Mom and Dad on their 50th Anniversary, 2011
I remember his last laugh:  It was just a grunt really, later that same night, after I put on the Baroque Harp music that was his favourite. I lay down next to his mostly immobile body, not sure if he could hear me, or if he was even awake. I wasn't sure what to do, so I started telling him some of my favourite memories. I talked about the time when I was eight and he visited me at summer camp and I was so glad to see him I wouldn't let go of his leg for fifteen minutes. I talked about the time when I was twenty and I forgot my birth control pills at their house, and when he mailed them to me he enclosed a beautiful letter. And then I talked about the time when I was in highschool and he took my mom out on a chilly November night to the Chateau Grill for their anniversary, and I was sitting cozily at home watching The Dukes of Hazzard until the phone rang, and it was him, saying he forgot his wallet, and could I bring it out to them. It was the forgotten wallet that made him laugh.


They were far too fleeting, all those "lasts."  And now I'm confronted by firsts. December will  be the first Christmas without him. And before that November will bring the first wedding anniversary my mom will have to celebrate alone. And six days ago on October 24th, it was his birthday; he would have turned 90.

I had strange dreams all last week leading up to it. In one I walked into a room and there was my dad, sitting at a table, talking to a couple of people. "But you can't be here," I said. "You're dead."  Since he was a figment of my imagination I expected him to disappear, but he didn't. He just kept talking to the two people, until eventually I woke up. Later, I was full of regret. Even if he was a figment, why did I try to make him disappear? I should have gone to him, hugged him, told him happy birthday at least.
  
It was Wednesday when I had that dream. Then Thursday came. And then Friday, his birthday. I felt like anything I did to mark it would feel unsatisfying. Because he's gone, and nothing can change that, not lighting a candle, or saying a toast, or writing a Facebook post. I went through my day as if it were ordinary, and at the end of it, as I went to bed, I picked up a book that's been at my bedside for months.
 
When I signed The Complete Idiot's Guide to String Theory out from the library, I wanted to occupy my brain with something that would make day to day life recede into insignificance. It's worked for the most part. Climate change and ISIS and even my dad's death are hard to keep in mind when I'm trying to get my head around why the fundamental building blocks of matter are supposed to be tiny wiggling rubber bands. Apparently one of the first things you need to understand is Einstein's theory of relativity, so on Friday night I read about that.

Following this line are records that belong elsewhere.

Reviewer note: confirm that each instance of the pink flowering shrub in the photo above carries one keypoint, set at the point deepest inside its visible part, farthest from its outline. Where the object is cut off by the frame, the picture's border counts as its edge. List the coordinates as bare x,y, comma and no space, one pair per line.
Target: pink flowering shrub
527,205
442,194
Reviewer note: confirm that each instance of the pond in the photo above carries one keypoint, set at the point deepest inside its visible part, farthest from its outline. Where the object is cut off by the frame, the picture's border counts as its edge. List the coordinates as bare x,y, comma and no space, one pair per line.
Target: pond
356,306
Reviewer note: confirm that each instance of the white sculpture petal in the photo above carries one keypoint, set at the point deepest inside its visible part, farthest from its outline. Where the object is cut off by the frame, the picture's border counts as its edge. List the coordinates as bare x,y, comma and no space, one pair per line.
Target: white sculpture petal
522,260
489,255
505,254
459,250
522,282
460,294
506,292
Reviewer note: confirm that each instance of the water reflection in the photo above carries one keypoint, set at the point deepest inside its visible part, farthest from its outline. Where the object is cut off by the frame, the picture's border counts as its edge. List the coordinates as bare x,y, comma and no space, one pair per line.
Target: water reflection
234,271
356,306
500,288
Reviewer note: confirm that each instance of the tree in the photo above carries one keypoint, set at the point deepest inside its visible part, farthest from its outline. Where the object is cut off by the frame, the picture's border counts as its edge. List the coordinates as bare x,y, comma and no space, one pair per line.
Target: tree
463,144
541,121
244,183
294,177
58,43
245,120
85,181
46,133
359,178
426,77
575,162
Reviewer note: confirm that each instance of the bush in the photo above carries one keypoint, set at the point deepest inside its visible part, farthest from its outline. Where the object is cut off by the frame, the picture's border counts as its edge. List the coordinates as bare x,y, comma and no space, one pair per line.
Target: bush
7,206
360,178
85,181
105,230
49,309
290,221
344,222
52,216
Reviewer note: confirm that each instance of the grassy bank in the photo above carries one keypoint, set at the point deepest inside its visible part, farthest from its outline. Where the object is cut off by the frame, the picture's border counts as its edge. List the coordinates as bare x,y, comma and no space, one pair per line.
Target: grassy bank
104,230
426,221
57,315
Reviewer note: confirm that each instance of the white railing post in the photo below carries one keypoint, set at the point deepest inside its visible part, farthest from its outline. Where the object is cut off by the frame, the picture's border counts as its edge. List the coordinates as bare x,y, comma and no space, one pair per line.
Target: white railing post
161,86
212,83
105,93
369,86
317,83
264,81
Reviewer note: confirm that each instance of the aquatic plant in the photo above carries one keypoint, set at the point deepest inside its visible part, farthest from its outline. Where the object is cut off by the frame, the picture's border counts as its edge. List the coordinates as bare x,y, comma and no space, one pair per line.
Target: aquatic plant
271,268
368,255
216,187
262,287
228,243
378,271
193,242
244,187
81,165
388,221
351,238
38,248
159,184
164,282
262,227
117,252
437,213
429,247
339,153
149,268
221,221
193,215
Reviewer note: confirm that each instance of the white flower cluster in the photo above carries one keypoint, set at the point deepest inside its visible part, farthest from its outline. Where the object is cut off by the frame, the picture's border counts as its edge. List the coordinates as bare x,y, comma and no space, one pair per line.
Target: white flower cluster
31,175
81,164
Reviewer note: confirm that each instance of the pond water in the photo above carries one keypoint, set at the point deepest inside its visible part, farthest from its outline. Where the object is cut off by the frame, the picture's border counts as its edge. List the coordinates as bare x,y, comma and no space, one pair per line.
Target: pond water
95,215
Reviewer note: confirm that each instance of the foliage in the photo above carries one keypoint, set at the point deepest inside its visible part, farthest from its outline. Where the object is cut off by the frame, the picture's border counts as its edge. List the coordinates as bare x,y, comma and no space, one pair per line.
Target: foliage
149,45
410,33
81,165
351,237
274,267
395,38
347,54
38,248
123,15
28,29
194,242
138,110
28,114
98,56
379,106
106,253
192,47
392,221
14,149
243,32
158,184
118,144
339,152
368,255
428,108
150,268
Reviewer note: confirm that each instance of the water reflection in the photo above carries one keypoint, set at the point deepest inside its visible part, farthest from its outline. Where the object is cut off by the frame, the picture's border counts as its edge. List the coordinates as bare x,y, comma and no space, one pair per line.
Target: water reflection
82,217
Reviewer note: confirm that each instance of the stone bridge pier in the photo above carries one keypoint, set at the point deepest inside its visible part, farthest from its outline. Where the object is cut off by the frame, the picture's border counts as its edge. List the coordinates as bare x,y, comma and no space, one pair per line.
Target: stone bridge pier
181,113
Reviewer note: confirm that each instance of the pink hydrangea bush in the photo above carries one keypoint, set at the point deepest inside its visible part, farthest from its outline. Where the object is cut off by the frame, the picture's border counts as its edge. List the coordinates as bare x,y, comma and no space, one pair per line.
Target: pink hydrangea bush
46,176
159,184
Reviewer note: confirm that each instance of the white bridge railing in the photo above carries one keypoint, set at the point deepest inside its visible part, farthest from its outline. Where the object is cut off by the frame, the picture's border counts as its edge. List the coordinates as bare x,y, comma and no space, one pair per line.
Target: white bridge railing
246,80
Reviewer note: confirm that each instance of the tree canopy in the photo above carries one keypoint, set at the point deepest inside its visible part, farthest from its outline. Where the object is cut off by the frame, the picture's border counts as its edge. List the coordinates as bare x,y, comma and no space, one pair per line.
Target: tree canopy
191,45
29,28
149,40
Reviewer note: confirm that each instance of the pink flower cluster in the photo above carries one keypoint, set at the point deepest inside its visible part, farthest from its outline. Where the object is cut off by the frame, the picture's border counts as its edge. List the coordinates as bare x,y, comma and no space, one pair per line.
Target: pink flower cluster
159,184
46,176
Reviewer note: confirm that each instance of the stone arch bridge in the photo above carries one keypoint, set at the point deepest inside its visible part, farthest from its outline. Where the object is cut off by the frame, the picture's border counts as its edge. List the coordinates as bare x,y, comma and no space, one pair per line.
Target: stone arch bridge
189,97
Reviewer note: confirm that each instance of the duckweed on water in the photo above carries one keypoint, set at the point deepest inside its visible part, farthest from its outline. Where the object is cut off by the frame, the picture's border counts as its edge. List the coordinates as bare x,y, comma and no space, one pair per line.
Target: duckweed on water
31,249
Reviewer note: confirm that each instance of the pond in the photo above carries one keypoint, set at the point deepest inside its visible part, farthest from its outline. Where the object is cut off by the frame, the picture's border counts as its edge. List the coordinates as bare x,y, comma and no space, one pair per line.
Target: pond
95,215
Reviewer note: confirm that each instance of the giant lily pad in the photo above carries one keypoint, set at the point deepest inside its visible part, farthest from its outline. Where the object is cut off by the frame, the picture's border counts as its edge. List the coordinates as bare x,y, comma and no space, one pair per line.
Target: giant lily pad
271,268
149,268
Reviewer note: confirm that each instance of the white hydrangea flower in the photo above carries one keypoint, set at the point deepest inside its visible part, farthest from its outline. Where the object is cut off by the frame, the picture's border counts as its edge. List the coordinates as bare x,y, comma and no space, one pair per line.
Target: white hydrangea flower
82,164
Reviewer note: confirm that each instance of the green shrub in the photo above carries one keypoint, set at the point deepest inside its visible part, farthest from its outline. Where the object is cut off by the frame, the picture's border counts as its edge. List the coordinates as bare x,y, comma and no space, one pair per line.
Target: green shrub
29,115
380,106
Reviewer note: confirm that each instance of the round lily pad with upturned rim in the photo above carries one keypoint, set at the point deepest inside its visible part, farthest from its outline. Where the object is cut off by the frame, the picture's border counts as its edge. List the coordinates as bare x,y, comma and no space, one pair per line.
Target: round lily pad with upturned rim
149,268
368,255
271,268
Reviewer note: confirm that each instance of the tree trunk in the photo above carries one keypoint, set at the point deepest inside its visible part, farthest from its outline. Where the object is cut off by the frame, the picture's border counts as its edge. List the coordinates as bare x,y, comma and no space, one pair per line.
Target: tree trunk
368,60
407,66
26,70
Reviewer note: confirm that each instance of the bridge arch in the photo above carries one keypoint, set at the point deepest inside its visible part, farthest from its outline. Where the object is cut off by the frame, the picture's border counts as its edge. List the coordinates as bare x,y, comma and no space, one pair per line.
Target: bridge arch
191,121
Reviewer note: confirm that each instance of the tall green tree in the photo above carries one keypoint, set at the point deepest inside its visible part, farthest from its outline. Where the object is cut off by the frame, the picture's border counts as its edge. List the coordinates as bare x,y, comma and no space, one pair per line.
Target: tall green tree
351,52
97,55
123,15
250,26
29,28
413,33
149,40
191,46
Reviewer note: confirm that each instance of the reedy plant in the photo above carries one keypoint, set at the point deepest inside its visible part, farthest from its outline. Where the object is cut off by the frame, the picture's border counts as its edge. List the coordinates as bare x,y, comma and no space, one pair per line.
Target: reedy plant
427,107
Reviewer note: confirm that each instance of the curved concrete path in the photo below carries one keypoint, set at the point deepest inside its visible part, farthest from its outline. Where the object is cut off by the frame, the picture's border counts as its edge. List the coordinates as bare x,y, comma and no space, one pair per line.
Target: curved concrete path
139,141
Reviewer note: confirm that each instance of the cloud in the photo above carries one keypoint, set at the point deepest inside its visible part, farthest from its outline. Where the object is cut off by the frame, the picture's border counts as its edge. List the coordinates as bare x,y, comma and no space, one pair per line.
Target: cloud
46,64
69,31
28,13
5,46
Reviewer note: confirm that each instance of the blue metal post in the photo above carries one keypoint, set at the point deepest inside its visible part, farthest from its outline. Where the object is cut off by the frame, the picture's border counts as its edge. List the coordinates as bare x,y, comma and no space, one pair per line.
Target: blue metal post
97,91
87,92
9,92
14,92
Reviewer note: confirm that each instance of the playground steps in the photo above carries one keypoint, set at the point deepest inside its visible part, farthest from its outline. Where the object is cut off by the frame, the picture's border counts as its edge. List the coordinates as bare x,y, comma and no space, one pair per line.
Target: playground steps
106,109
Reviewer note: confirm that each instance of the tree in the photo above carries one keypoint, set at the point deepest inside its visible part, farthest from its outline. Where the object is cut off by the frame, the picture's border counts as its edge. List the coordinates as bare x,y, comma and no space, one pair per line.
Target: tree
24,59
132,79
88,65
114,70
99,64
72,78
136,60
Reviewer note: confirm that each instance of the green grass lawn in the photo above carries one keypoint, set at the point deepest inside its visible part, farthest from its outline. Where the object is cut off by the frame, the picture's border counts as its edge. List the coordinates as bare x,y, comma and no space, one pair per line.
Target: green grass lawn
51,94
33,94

I used to think I had a handle on relativity: time slows down when you approach the speed of light. That's why in Planet of the Apes, when Charlton Heston comes back from his 18 month voyage he discovers an earth where two thousand years has passed. But beyond the potential for clever plot devices, I'd never thought about the implications. It turns out time slows down exponentially the faster you go, and ultimately when you reach the speed of light, time does not pass at all.What that means for photons, which travel constantly at the speed of light, is that time does not advance. The eight minutes it took for the sunlight in this picture to travel from the Sun to my Starbucks cup, from the photons' point of view, did not happen. Photons do not age, or get wrinkles, or celebrate birthdays.

On Friday night as I put down the book, I found this idea comforting. Perhaps the passage of time wasn't as inevitable as I thought.